Avoiding Loan Modification Hoaxes
Please make sure you speak to someone who can really help you!
Homeowners wary of being taken in by bogus “loan modification specialists” should not assume that a law office is the most reliable way to work with their lender. Consumer advocates say a growing number of fraudulent modification services involve lawyers, or people who say they are lawyers.
Making sense of the story
- Increasingly, lawyers are lending “their names, their offices, their credentials” to fraudulent operations that vaunt superior skills in obtaining loan modifications, according to a senior counselor at the Lawyers’ Committee for Civil Rights Under Law in Washington.
- While Federal Trade Commission rules generally prohibit demanding upfront fees for mortgage relief services, there is a narrow exception for lawyers.

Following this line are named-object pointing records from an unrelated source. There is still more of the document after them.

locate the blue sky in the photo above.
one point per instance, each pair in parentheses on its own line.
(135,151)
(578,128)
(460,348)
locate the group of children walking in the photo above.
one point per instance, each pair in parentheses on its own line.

- Under the rules, a lawyer may charge clients in advance for assistance if the service is part of their general practice of law, and not outside of that practice.
- Certainly, many lawyers provide legitimate foreclosure-avoidance services, but borrowers should know that when going to a lawyer whose sole business is loan modifications, that is a red flag.
- As more homeowners become aware of these tactics, some operations are changing their practices. Instead of selling loan modification services, they are advertising so-called loan workouts and forensic loan audits. Some are even posing as nonprofit groups.
- The Homeownership Preservation Foundation and the Lawyers’ Committee both belong to a coalition of public and private agencies that maintain a national database of loan-modification complaints. Since March 2010, some 28,000 homeowners have reported potential fraud. Their reported monetary losses total around $66 million.